JamBook: The world's thinnest, lightest notebook. Ever. - akumpf
http://blog.chaoscollective.org/post/29669283012/jambook
======
arinazari
This is pretty awesome. I'd been trying to develop a system of my own to
record the occasional thought without using an actual notebook like a
Moleskine, because I don't like having unrelated ideas in the same book. My
university library has a _tons_ of old call cards available to use by the
computers with a nice aged, tanish color to them that I love to write on. I
just take a bunch of them each quarter and stash them in a notecard container
(my less binding notebook, I guess), so I can carry a few blank cards on me on
the go with a pen if I'm in a creative mood and when I get the chance I stash
them in the back of the stack to keep things chronological.
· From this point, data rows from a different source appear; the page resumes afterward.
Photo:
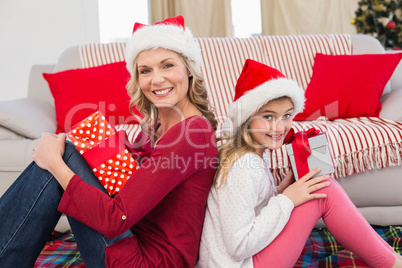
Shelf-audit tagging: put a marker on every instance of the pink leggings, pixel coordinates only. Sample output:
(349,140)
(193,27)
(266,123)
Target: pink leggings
(344,222)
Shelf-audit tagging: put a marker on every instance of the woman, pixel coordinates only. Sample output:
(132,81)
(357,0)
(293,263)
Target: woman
(156,218)
(251,223)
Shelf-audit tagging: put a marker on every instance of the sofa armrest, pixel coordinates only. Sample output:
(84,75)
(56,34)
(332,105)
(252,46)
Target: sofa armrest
(38,88)
(28,117)
(391,105)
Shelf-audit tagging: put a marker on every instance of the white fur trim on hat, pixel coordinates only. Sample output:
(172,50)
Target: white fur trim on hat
(248,104)
(166,36)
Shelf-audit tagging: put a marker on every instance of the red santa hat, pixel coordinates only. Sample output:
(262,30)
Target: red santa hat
(169,34)
(257,85)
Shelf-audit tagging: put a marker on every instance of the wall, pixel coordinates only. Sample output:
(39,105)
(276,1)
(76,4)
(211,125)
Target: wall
(37,32)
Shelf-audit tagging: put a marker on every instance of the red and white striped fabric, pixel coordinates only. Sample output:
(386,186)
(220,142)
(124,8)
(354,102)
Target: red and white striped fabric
(294,55)
(93,55)
(222,62)
(356,145)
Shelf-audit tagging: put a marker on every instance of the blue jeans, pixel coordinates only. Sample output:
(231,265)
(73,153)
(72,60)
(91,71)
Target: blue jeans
(28,215)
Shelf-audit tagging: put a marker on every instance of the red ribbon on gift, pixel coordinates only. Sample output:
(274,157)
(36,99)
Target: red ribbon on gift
(301,148)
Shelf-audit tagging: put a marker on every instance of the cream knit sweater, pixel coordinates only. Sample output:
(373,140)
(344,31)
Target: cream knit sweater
(243,216)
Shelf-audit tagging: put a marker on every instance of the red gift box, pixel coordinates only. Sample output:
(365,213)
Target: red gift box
(308,150)
(105,151)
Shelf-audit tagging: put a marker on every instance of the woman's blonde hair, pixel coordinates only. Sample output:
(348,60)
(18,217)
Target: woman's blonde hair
(197,95)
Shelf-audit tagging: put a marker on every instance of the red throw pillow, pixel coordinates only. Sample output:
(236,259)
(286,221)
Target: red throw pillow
(346,86)
(79,93)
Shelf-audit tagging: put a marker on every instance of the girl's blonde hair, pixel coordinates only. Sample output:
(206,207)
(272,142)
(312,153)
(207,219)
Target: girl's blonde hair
(197,95)
(234,147)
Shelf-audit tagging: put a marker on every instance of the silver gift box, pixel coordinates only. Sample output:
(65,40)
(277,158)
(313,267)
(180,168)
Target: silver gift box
(320,156)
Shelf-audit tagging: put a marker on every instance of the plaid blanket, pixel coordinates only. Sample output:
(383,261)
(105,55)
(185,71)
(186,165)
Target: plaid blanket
(321,250)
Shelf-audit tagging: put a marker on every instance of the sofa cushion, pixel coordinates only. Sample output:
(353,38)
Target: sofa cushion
(356,145)
(80,92)
(7,134)
(347,86)
(27,117)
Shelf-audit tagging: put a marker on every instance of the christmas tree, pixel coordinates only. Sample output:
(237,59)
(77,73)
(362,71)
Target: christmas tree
(381,19)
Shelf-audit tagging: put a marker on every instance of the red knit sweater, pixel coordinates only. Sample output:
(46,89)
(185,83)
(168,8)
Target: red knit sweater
(163,203)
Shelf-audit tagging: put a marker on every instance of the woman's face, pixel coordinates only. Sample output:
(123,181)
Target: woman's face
(271,123)
(163,78)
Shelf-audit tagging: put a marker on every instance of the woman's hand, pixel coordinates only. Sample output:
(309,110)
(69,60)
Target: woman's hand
(48,150)
(48,155)
(302,190)
(288,180)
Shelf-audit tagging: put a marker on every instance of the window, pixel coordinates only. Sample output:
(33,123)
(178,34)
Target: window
(246,18)
(117,18)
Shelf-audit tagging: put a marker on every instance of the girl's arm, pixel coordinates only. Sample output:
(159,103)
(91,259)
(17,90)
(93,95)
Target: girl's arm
(288,180)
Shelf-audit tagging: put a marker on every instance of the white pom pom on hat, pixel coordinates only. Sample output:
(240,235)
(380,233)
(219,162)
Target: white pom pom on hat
(256,86)
(169,34)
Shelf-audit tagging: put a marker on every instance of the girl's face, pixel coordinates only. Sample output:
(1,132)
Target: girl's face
(163,77)
(271,123)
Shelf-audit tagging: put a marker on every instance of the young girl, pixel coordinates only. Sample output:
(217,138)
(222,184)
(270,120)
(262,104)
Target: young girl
(156,219)
(251,223)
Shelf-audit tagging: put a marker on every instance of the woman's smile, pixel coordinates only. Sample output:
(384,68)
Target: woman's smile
(162,92)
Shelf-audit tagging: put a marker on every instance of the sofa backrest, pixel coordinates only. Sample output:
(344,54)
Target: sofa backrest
(224,57)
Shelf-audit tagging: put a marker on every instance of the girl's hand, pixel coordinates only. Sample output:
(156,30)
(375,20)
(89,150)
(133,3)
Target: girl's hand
(302,190)
(288,180)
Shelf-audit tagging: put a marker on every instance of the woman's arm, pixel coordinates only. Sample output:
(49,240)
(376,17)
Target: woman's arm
(48,155)
(175,158)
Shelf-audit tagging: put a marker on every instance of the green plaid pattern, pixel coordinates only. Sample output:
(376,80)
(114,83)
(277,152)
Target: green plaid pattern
(321,250)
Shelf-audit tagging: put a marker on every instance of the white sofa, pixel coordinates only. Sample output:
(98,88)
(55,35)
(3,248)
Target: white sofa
(377,192)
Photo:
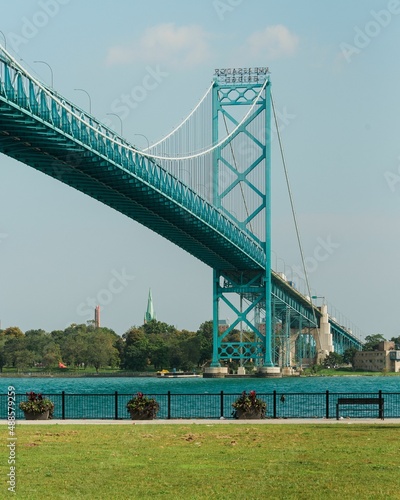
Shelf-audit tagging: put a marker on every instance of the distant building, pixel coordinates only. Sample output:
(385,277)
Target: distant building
(385,358)
(150,314)
(97,317)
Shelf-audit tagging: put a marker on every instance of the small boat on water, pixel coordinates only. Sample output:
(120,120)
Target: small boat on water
(175,374)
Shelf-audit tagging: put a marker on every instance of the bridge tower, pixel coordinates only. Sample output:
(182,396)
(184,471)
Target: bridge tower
(242,190)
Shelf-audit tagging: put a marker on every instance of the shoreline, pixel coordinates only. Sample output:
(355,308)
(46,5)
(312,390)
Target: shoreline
(154,375)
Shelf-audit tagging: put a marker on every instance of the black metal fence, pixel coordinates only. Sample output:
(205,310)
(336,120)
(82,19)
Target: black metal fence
(212,406)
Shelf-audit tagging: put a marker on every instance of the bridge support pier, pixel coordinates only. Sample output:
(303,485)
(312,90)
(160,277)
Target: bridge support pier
(269,372)
(215,372)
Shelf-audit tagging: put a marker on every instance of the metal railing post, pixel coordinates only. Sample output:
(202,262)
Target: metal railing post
(327,404)
(381,414)
(63,405)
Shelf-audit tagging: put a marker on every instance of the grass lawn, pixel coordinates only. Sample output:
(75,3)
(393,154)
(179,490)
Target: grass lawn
(190,461)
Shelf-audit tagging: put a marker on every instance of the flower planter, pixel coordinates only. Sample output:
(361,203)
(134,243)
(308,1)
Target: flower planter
(253,415)
(36,416)
(135,415)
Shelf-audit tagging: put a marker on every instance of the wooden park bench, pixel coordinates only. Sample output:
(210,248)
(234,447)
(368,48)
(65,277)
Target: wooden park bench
(361,401)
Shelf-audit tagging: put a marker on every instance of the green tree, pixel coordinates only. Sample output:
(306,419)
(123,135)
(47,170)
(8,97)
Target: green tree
(101,350)
(396,341)
(332,360)
(205,336)
(349,354)
(137,350)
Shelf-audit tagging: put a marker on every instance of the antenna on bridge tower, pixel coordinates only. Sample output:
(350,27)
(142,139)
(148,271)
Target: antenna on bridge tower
(241,189)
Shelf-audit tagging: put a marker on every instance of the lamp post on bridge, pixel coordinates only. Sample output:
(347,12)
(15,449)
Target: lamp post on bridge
(119,118)
(5,39)
(51,71)
(90,99)
(319,297)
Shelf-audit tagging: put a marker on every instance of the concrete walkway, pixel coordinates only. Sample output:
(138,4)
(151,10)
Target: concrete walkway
(293,421)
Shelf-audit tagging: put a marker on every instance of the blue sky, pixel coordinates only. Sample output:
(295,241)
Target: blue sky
(335,82)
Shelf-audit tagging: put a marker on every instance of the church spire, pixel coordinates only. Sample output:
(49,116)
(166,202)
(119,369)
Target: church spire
(149,314)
So compared to my system, I love this and I think I'd love to try it out! I
was thinking about getting a Moleskine memo-pockets notebook to store my cards
in but that would require having to keep buying expensive Moleskines when they
fill up.

------
malandrew
The Moleskine Volant Mini (28 leaves) or Volant Pocket (40 leaves) are
equivalent to this. Most people get the Moleskine Classic one that is as thick
as a wallet (80 to 96 leaves).

The nice thing about the Volant Mini is that the pages are perforated and can
be torn out easily and cleanly.